One day I think we will look back at our age and scratch our heads. We had never had it so good, and yet so many of us were filled with gloom that humanity was driving itself to extinction, along with most of the rest of the life on the planet. The shrill cheerleader of this collective fear – the pony-girl of the apocalypse - being a naïve teenage girl, honoured by many world leaders. We were fuelled by news reports that proclaimed the most alarmist speculations of ‘experts’ as gospel truth. News was never reported, as ever, unless it was bad news. What had the western world come to?
This apocalyptic thinking was nothing new. There had previously been fears of extinction from over-population, and then from nuclear war: the only discernible outcome of the nuclear threat was the end to all major wars. Perhaps the root of it all was an existential insecurity arising from the loss of our old moorings in Christianity, so starkly proclaimed by Nietzsche when he wrote that “God is Dead.” And the fact that humanity was going through a huge transition: people do not feel comfortable with change.

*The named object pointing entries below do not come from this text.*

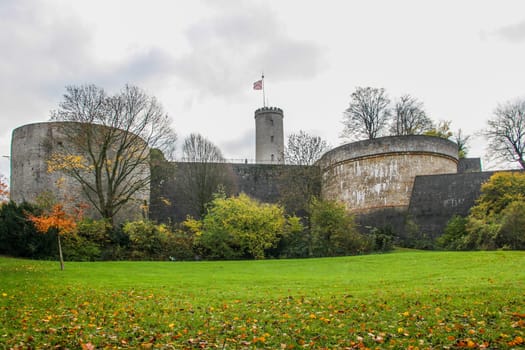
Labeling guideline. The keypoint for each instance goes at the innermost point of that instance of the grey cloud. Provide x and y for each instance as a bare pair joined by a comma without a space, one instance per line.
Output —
514,33
42,52
230,50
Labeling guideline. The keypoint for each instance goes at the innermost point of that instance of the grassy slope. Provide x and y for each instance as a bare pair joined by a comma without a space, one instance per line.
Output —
392,300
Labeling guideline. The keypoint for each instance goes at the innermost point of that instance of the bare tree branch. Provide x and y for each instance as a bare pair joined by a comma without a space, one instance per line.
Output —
204,174
367,115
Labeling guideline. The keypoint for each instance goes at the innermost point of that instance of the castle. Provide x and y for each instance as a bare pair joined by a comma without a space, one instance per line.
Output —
386,181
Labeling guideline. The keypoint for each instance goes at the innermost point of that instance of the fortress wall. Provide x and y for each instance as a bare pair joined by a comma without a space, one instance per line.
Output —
31,147
269,136
378,174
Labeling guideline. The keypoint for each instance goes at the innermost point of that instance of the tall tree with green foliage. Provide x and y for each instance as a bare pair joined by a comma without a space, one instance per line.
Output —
205,172
107,143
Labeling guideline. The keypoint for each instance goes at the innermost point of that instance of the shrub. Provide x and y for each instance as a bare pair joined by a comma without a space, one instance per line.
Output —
88,241
149,241
240,228
333,230
511,234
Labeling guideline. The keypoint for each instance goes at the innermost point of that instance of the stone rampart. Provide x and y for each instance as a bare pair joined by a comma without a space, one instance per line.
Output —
379,173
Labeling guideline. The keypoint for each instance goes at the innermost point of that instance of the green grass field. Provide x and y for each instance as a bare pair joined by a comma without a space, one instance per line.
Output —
400,300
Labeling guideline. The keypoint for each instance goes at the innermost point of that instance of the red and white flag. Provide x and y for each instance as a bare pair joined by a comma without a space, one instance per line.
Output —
257,85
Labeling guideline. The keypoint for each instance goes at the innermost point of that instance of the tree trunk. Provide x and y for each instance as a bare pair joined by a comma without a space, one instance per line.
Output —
60,252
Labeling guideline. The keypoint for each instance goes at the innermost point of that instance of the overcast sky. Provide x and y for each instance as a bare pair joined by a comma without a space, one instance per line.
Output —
200,59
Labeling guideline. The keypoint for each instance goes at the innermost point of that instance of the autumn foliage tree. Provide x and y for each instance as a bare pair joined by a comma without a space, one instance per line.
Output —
58,222
367,115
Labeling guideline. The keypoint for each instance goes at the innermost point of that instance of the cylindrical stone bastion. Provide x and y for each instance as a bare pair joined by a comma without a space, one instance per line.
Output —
379,173
32,145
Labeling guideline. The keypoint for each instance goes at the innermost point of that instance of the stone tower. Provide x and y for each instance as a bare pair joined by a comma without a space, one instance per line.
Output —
269,136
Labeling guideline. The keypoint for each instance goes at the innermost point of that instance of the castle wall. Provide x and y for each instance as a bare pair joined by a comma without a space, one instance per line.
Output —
379,173
264,182
32,146
269,136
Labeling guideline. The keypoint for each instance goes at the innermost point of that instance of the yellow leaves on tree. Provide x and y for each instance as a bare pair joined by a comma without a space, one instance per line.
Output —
66,162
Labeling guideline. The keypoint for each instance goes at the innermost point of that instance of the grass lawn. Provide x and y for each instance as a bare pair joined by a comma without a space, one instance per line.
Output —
400,300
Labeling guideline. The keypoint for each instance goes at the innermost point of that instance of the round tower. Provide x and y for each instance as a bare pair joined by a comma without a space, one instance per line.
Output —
376,174
269,136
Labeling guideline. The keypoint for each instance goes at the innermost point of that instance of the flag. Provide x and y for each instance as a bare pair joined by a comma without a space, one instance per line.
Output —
257,85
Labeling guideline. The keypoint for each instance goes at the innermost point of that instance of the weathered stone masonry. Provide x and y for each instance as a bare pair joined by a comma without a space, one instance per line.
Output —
385,181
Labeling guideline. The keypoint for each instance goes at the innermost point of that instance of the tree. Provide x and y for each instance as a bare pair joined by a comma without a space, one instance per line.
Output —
106,146
506,133
4,189
367,115
409,117
241,227
462,141
57,221
204,173
304,149
333,230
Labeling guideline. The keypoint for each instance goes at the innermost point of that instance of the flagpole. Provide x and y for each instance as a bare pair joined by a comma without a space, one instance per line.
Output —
264,99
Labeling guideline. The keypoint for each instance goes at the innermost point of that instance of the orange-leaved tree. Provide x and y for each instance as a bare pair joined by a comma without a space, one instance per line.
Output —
58,222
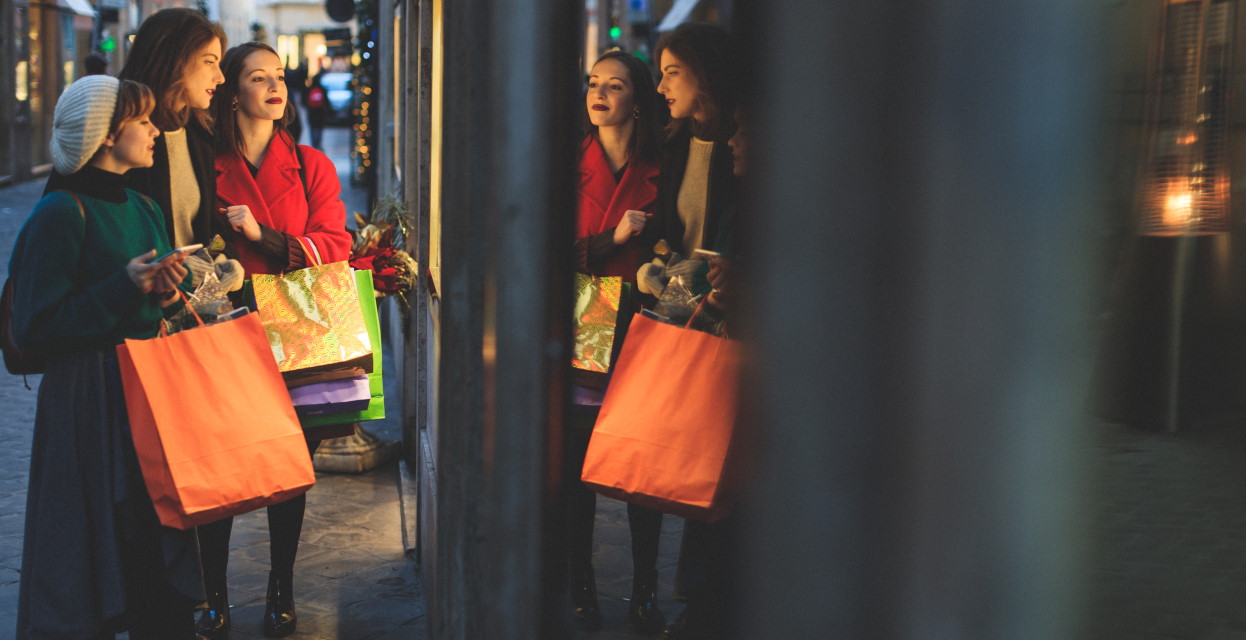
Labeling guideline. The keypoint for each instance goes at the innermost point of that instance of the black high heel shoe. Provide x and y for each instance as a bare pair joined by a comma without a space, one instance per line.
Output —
643,609
583,600
279,618
213,623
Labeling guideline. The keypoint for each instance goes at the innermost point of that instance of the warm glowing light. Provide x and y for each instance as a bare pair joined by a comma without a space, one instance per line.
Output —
1178,209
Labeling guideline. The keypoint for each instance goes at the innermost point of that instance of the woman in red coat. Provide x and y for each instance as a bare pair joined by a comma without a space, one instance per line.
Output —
618,172
280,203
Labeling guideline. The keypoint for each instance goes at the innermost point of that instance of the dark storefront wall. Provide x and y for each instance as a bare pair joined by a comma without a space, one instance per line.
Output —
917,450
1136,369
46,46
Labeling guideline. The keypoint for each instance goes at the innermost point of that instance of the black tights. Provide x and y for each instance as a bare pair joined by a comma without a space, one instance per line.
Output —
580,507
284,527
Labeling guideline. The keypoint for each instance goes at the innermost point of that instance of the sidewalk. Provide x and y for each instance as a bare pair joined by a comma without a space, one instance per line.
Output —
353,580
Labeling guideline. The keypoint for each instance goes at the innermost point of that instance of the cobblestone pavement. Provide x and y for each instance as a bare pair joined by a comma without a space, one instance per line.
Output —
1170,532
353,579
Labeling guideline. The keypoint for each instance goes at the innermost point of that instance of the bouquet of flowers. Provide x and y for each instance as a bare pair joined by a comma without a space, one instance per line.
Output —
378,247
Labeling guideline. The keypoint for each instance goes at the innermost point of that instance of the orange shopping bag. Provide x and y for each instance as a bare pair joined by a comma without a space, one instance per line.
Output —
665,427
212,422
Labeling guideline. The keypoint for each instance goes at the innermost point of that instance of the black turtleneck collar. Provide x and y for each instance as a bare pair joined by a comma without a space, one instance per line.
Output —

Meanwhile, the actual course of humanity was to continue to raise unprecedented numbers of people out of poverty, driven by a combination of the capitalist economic system, technological inventiveness and the consumption of fossil fuels, followed by the eventual shift to nuclear power. Alongside came an unprecedented flourishing of the natural world, due to the higher CO2 levels. Vast areas were allowed to become wild again, as humanity became more efficient at producing food for itself. The world population eventually levelled off as middle-class living standards became the norm. Many species did indeed become extinct along the way, but eventually a new balance was found as humanity completed its transition to a largely urban dwelling, technologically-based, culturally ever-renewing species. New certainties arose, limited as any certainty necessarily is, but enough to allay the existential fears of much of collective humanity.
Meanwhile the individual was left, as they always had been, with their own solitary self to deal with, and the option to project their own darkness onto the world, with which they would find a ready demographic of concurrence in the social media.
This is where our Shamanism will find itself. You can forget about a return to the old utopia, the ‘participation mystique’, that we project onto indigenous peoples. Our job is to keep clawing back that sense of belonging to the natural world which, if there is an absolute truth, is that. And the sense of it in an urban environment, which is where most of us in the West now live. And maybe the breaking down of the distinction between human-made and ‘natural’, as if the human ability to invent were somehow not natural. Don’t perpetuate the split that Christianity gave us into godly and worldly, that we may carry forward into ‘natural’ and ‘unnatural’. The urban environment as inspirited. Maybe that is our job. But we need to feel it first. And that comes through treating it as alive. Give thanks to your car, your frying pan, your phone. Trust that Mother Earth knows what she is doing.